Wed, Oct 24, 2018 - Page 3 News List

Nicaragua hails programs moved from El Salvador

By Stacy Hsu  /  Staff reporter

Six aid programs originally designed for El Salvador have been transferred to Nicaragua to help improve agricultural and aquaculture technologies, the Ministry of Foreign Affairs said yesterday.

The launch of the programs was announced at an Oct. 8 ceremony in Managua presided over by Nicaraguan President Daniel Ortega and Ambassador to Nicaragua Wu Chin-mu (吳進木), Department of International Cooperation and Economic Affairs Deputy Director-General Tsai Yun-chung (蔡允中) told a news conference in Taipei.

The programs, which were in operation in El Salvador from 2015 to last year, focused on family-run aquatic farming, marine fish farming, vegetable and fruit plantation, commercial agricultural production, developing the “one town, one product” concept and geographic information systems.

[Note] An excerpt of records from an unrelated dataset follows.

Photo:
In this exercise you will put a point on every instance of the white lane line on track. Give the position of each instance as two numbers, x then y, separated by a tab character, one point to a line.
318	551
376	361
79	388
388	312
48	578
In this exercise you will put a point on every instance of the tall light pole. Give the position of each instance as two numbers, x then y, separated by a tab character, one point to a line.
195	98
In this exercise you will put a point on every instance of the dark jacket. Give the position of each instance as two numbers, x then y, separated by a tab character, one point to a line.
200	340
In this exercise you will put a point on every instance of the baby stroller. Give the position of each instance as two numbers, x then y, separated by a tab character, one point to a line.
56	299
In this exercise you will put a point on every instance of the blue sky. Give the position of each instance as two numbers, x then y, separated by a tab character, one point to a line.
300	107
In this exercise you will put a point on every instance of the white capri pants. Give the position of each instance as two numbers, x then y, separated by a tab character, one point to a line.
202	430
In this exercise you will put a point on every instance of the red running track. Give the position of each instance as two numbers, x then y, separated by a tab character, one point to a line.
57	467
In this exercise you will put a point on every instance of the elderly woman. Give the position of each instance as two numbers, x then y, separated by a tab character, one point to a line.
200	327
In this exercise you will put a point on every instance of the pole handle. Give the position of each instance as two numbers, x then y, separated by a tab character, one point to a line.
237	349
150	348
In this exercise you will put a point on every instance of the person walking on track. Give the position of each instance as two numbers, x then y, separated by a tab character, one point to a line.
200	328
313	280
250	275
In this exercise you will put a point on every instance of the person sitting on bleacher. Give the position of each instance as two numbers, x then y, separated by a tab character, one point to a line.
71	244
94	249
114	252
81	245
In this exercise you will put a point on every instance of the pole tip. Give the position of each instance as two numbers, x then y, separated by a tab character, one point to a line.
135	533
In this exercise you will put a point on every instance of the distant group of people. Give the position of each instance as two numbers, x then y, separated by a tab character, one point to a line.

The decision to transfer the programs to Nicaragua was made after the government in Managua said it was willing to take them over after Taiwan and El Salvador broke diplomatic relations on Aug. 21.

Shortly afterward, Nicaraguan Ambassador to Taiwan William Tapia told the Taipei Times that he had told Vice Minister of Foreign Affairs Jose Maria Liu (劉德立) that his government hoped Taiwan would consider transferring the projects to his nation.

Taiwan has a 20-person team of specialists in Nicaragua, the largest such delegation, Tsai said, adding that Nicaragua is now home to the largest number of cooperation programs of Taiwan’s diplomatic allies.

International Cooperation and Development Fund (Taiwan ICDF) Secretary-General Timothy Hsiang (項恬毅) said his organization had consulted with Nicaraguan government agencies ahead of the move to ensure a smooth transfer.

The timelines and budgets for the six programs would not change, but it might be possible to extend them, based on their results, Hsiang said.

The Taiwan ICDF, which handles foreign aid programs, said the total budget for the programs in Nicaragua is NT$90 million (US$2.9 million) and they are scheduled for completion by 2021.